You've already trained Fido to sit, stay, fetch and roll over. But what if, for some crazy reason, you needed Fido to do something but you were unable to give him verbal commands?
It's something researchers at Alabama's Auburn University are working on. Mechanical engineers Jeff Miller and David Bevly have developed a device they say can help dogs "hear" commands that are delivered electronically by a human with a controller.
The device is a pack worn on the back of a dog that consists of a microprocessor, wireless radio, GPS receiver and something called an "attitude and heading reference system," according to a report in gizmag. A command module on the pack delivers vibrational and audio tone cues that the dog has been trained to respond to.

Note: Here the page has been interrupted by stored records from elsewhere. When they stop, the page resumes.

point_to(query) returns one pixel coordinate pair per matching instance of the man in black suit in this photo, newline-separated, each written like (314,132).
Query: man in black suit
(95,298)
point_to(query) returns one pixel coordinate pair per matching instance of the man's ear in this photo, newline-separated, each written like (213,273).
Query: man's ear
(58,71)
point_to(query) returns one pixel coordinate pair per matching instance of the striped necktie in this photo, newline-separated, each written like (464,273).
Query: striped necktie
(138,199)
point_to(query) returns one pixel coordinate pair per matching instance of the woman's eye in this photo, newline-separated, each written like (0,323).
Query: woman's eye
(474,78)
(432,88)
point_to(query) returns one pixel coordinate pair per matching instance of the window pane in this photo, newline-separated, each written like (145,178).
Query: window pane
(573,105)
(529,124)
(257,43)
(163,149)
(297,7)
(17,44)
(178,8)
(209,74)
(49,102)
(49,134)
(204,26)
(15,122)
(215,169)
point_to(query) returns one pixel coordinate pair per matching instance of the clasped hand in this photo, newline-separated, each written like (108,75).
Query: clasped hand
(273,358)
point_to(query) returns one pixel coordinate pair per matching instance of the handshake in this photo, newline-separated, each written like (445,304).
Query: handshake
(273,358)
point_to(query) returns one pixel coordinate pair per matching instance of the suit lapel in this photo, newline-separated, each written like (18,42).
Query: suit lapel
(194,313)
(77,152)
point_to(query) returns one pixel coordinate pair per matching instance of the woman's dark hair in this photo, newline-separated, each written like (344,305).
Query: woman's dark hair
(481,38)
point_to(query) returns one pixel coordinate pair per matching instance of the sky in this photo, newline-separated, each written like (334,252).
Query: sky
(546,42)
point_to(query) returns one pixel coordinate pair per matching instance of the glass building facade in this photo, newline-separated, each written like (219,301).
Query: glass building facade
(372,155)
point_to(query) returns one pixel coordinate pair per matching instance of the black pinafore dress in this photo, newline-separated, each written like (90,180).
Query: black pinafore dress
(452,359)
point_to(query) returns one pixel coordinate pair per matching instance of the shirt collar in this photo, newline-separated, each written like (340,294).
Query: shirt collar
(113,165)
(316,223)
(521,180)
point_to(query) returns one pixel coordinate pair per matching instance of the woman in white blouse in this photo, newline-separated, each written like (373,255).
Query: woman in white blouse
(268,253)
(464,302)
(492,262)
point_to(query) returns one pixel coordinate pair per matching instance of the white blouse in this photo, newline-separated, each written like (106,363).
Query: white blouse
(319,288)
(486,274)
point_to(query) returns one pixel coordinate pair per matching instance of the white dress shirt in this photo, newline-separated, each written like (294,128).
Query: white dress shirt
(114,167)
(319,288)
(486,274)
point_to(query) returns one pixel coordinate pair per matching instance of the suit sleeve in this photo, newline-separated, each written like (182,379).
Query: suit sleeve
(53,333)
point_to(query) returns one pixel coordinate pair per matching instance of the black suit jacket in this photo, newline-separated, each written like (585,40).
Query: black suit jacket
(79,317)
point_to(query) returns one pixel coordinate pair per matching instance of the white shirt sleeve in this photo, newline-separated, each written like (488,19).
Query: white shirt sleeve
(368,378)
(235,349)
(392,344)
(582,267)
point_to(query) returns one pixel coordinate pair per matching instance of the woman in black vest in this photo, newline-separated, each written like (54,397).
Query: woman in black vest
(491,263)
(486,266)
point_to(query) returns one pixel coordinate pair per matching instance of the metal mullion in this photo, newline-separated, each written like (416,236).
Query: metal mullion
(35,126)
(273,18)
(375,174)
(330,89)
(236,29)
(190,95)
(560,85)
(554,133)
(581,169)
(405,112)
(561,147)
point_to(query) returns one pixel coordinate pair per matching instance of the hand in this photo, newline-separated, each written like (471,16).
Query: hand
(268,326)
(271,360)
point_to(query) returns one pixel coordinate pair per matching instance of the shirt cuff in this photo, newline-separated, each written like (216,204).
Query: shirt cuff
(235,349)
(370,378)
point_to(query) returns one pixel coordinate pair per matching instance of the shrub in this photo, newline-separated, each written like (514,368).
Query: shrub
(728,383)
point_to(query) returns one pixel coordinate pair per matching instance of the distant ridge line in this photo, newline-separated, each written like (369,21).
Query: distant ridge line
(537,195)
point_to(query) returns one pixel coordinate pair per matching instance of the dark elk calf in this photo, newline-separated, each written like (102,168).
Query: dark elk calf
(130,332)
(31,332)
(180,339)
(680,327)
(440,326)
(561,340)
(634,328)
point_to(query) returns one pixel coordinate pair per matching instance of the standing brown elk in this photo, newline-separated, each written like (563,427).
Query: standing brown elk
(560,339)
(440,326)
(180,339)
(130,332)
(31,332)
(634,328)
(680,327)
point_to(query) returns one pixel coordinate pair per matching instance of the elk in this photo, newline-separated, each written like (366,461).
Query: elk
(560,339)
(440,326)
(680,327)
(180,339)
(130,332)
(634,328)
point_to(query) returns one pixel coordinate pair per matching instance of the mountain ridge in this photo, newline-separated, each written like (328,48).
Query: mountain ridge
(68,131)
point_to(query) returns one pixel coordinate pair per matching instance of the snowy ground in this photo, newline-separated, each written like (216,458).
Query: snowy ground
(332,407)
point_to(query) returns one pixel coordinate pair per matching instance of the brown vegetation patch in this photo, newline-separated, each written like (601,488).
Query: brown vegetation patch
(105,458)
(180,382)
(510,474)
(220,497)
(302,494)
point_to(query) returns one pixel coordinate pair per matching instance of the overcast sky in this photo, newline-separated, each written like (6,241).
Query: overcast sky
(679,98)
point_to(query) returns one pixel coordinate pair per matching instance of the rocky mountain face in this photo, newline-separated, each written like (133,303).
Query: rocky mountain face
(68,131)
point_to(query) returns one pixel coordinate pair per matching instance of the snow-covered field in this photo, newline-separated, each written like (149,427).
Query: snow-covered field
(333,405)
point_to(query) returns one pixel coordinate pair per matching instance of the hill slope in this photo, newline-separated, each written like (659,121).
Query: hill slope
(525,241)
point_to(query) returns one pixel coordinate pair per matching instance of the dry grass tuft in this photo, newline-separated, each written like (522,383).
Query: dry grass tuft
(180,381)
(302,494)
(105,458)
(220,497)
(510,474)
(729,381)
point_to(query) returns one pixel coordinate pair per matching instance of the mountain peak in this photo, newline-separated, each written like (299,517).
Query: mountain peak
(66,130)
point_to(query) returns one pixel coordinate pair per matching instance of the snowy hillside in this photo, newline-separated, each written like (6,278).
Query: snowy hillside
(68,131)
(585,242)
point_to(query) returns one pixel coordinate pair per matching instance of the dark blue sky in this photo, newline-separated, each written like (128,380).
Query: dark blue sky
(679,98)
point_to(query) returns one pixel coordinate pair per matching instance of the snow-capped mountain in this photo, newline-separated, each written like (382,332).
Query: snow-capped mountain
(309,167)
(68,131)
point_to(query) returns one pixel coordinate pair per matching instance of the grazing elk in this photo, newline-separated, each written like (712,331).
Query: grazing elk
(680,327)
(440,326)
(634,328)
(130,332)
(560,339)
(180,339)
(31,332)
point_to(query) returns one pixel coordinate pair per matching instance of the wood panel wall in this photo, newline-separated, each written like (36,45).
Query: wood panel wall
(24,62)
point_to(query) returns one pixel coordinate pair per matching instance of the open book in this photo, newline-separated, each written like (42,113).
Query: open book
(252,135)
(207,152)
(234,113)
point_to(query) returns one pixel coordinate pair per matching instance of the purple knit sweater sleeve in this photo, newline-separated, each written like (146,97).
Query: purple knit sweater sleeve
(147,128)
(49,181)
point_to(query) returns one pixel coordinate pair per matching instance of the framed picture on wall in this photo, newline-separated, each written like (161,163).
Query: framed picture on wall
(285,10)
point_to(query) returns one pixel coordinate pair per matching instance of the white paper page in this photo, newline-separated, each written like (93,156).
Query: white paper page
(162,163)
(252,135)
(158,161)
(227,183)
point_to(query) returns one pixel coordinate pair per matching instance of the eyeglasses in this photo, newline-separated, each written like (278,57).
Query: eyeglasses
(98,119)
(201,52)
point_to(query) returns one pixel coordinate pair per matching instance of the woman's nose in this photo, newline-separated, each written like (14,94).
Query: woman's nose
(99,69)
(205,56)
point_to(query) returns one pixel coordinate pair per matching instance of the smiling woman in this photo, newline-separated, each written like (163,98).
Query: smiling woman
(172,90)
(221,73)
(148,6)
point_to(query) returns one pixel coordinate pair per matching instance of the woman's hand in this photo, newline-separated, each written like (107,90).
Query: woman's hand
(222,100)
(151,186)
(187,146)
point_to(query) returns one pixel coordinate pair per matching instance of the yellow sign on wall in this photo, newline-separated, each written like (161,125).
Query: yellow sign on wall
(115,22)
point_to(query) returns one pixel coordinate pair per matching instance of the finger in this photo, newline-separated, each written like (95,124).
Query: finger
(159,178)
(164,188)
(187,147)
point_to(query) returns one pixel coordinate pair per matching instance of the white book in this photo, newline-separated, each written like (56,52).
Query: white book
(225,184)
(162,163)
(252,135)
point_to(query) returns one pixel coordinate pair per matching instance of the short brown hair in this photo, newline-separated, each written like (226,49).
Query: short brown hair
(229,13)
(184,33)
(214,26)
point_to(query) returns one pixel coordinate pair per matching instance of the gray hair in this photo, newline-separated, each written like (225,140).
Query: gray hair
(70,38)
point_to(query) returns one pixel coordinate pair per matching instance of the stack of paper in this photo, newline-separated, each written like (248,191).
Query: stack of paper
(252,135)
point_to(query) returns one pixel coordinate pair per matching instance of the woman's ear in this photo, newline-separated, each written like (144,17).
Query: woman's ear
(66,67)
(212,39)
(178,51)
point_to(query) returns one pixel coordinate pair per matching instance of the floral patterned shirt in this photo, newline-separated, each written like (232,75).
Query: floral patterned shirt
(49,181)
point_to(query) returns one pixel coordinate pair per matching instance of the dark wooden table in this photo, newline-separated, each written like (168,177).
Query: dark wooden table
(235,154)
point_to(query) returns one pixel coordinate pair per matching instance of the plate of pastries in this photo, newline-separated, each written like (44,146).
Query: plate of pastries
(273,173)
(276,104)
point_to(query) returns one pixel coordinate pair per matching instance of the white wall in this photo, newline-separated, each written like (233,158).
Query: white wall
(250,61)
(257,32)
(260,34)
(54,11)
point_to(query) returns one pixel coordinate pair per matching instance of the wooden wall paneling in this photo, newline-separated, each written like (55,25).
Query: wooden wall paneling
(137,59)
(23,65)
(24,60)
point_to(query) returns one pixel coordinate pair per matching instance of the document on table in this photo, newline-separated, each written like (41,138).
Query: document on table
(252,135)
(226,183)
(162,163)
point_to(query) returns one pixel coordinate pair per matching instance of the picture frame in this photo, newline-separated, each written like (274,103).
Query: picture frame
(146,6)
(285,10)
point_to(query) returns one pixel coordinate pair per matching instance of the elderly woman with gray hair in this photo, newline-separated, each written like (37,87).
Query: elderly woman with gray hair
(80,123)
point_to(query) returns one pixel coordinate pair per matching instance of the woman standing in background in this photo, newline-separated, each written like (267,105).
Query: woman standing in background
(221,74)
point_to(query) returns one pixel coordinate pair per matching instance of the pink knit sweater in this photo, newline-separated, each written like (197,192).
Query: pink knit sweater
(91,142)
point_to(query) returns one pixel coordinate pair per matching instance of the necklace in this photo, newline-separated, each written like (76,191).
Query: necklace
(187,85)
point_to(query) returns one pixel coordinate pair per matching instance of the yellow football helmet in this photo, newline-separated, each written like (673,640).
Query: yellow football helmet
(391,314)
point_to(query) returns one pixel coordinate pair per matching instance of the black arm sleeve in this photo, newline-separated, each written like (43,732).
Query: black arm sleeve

While something like this might be a bit much for the family dog, it could someday be useful for canines used in rescue missions where voice commands aren't possible or by police for drug busts and other types of arrests.
"An eventual goal of the work would be to not only guide the canine to a predetermined location, but also to be able to recognize when a canine detects something of interest," Miller and Bevly wrote in their 160-page dissertation on the device. "For example, the canine could demonstrate some known response (walking in a circle or sitting down) upon detecting narcotics."
Tests of the device show accuracy of obedience of almost 87 percent, gizmag says.
Development is still under way. But I want to know: Will this someday steer Fido to retrieving my lost socks and morning paper with nothing more than a click of a remote control? Hands down that'd be cooler than robotic cockroaches, right?